Massachusetts released its 2050 Decarbonization Road Map this week, which indicates the state will look to ban the sale of all new gas powered vehicles by 2035.
California was the first U.S. state to announce its intention to ban the sale of internal combustion engine vehicles after governor Gavin Newsom outlined the wide-ranging change during a speech in September. Massachusetts plans to follow California’s lead with the drastic measure and believes it will help facilitate a full transition to EVs by as early as mid-decade.
“The State of California is exploring regulatory options similar to those already in place in many European countries that will require 100% zero emissions LDV sales by 2035. When finalized, those California requirements would also apply to vehicles in Massachusetts,” the state’s Decarbonization Road Map document reads. “Given an average lifetime of less than 15 years, implementation of this regulation or a similar federal one in Massachusetts would likely result in a near-complete transition of the light-duty fleet to ZEVs by 2050.”
This lofty goal is still subject to change, it is worth noting. The document also acknowledges that consumer adoption of EVs will hinge on how the technology progresses in the coming years and says policies can and should be adjusted based on EV development. It also recognizes the major price differences that currently exist between gas powered vehicles and EVs.

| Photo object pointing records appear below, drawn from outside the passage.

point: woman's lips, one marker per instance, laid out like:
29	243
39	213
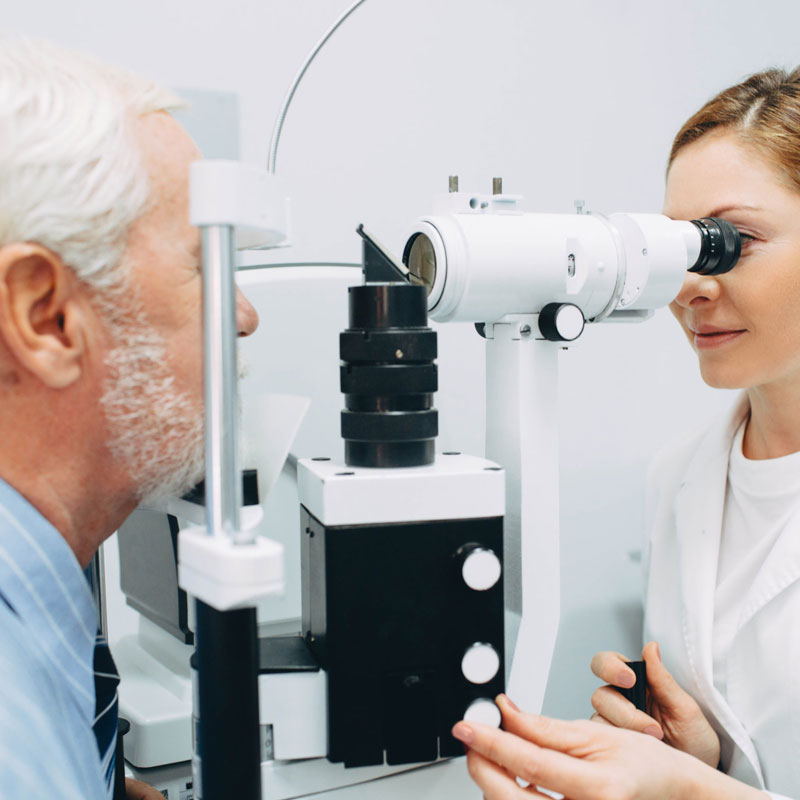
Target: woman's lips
707	339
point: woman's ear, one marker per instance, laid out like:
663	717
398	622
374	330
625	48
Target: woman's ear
43	317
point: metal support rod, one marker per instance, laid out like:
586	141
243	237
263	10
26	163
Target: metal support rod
227	644
223	479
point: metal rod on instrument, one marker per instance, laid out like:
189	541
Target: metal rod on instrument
223	478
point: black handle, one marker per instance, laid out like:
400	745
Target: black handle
637	694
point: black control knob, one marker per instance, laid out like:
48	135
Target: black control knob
561	322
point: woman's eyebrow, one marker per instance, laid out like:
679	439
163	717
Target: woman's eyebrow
733	207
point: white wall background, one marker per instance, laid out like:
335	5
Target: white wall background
564	100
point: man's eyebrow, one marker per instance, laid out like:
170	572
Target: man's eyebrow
733	207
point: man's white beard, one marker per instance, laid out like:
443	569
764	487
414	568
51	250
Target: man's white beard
155	430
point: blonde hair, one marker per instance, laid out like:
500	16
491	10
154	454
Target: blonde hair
71	175
763	111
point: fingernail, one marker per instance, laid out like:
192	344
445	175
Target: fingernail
510	703
654	730
463	732
626	679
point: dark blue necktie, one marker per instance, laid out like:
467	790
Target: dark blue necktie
106	680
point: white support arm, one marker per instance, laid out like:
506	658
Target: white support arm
522	435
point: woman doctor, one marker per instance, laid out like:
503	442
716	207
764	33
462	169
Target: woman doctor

“Depending on how EV technologies, California and national policies, and local policy priorities evolve, a policy framework to address this transformation should maintain flexibility and serve as a mechanism to ensure the benefits and costs of vehicle electrification are as equitably distributed as possible,” the roadmap says.

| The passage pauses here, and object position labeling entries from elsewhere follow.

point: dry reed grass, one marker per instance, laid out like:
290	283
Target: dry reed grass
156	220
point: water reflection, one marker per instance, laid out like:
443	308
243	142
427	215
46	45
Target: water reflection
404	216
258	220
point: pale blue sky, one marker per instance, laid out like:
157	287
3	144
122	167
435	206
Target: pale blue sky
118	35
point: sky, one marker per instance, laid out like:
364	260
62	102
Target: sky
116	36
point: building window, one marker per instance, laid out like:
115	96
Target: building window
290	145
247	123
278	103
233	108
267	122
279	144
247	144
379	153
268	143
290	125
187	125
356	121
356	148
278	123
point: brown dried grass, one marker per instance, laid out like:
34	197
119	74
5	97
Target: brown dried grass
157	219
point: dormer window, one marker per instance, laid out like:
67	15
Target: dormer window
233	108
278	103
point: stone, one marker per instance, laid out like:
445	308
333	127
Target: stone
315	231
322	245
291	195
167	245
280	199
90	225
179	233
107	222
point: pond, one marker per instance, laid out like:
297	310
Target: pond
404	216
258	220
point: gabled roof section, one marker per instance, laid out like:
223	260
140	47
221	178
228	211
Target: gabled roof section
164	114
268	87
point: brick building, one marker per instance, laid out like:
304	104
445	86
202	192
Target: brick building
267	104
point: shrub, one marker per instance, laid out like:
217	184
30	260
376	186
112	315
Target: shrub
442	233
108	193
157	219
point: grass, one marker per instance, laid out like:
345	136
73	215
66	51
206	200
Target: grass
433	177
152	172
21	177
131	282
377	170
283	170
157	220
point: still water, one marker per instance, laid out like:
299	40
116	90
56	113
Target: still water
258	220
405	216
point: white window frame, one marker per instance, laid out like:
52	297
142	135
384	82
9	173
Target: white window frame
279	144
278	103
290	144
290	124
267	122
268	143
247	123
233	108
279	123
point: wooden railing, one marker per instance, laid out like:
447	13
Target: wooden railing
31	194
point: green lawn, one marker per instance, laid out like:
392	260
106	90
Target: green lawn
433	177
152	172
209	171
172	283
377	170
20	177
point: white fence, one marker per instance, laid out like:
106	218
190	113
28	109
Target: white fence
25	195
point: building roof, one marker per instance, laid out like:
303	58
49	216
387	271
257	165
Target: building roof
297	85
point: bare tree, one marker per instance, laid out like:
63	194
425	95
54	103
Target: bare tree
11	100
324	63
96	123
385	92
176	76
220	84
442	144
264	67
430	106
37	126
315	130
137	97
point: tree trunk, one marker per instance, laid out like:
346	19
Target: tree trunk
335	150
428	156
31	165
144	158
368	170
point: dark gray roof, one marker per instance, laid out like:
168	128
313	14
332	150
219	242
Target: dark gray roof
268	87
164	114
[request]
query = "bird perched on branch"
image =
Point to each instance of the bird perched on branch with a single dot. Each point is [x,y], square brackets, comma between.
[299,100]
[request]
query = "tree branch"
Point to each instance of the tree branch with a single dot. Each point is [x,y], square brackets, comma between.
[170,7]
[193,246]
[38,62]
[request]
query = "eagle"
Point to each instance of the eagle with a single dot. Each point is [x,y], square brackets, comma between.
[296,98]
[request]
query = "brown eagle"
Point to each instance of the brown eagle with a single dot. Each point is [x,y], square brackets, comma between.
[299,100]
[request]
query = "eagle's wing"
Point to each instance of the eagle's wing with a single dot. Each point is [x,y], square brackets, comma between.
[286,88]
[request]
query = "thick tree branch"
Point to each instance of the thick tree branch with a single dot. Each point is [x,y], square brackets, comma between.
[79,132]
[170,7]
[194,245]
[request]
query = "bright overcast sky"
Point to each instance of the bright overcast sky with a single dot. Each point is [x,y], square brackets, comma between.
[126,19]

New Jersey has put forth a similar goal of eliminating the sale of new gas powered vehicles by 2035, but has not gone so far as to implement a mandate. The Canadian province of Quebec also outlined its intention to ban the sale of gas powered vehicles by 2035 after Newsom’s announcement in September.
Automakers with major investments in electric vehicles will likely welcome these new mandates with open arms. That includes General Motors, which recently committed to spending $20 billion on electric and autonomous vehicle development between now and 2025.